Interchange Forum for Reflecting on Intelligent Systems, University of Stuttgart, Stuttgart 70569, Germany.
Proc Natl Acad Sci U S A. 2024 Jun 11;121(24):e2317967121. doi: 10.1073/pnas.2317967121. Epub 2024 Jun 4.
Large language models (LLMs) are currently at the forefront of intertwining AI systems with human communication and everyday life. Thus, aligning them with human values is of great importance. However, given the steady increase in reasoning abilities, future LLMs are under suspicion of becoming able to deceive human operators and utilizing this ability to bypass monitoring efforts. As a prerequisite to this, LLMs need to possess a conceptual understanding of deception strategies. This study reveals that such strategies emerged in state-of-the-art LLMs, but were nonexistent in earlier LLMs. We conduct a series of experiments showing that state-of-the-art LLMs are able to understand and induce false beliefs in other agents, that their performance in complex deception scenarios can be amplified utilizing chain-of-thought reasoning, and that eliciting Machiavellianism in LLMs can trigger misaligned deceptive behavior. GPT-4, for instance, exhibits deceptive behavior in simple test scenarios 99.16% of the time ( < 0.001). In complex second-order deception test scenarios where the aim is to mislead someone who expects to be deceived, GPT-4 resorts to deceptive behavior 71.46% of the time ( < 0.001) when augmented with chain-of-thought reasoning. In sum, revealing hitherto unknown machine behavior in LLMs, our study contributes to the nascent field of machine psychology.

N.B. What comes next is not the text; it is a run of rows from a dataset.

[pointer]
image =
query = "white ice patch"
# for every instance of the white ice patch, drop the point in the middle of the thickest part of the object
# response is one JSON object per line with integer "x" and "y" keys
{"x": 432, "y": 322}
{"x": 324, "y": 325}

大型语言模型(LLMs)目前处于将人工智能系统与人类交流和日常生活交织在一起的前沿。因此,使它们与人类价值观保持一致非常重要。然而,鉴于推理能力的稳步提高,未来的 LLM 被怀疑能够欺骗人类操作员,并利用这种能力绕过监控努力。为此,LLM 需要对欺骗策略有概念上的理解。这项研究表明,这种策略出现在最先进的 LLM 中,但在早期的 LLM 中并不存在。我们进行了一系列实验,表明最先进的 LLM 能够理解和诱导其他代理的虚假信念,它们在复杂的欺骗场景中的表现可以通过思维链推理来放大,并且在 LLM 中引发马基雅维利主义可以触发不一致的欺骗行为。例如,GPT-4 在简单的测试场景中表现出欺骗行为的概率为 99.16%(<0.001)。在复杂的二阶欺骗测试场景中,当目标是误导一个预计会被欺骗的人时,GPT-4 在使用思维链推理增强后,采用欺骗行为的概率为 71.46%(<0.001)。总之,本研究揭示了 LLM 中以前未知的机器行为,为新兴的机器心理学领域做出了贡献。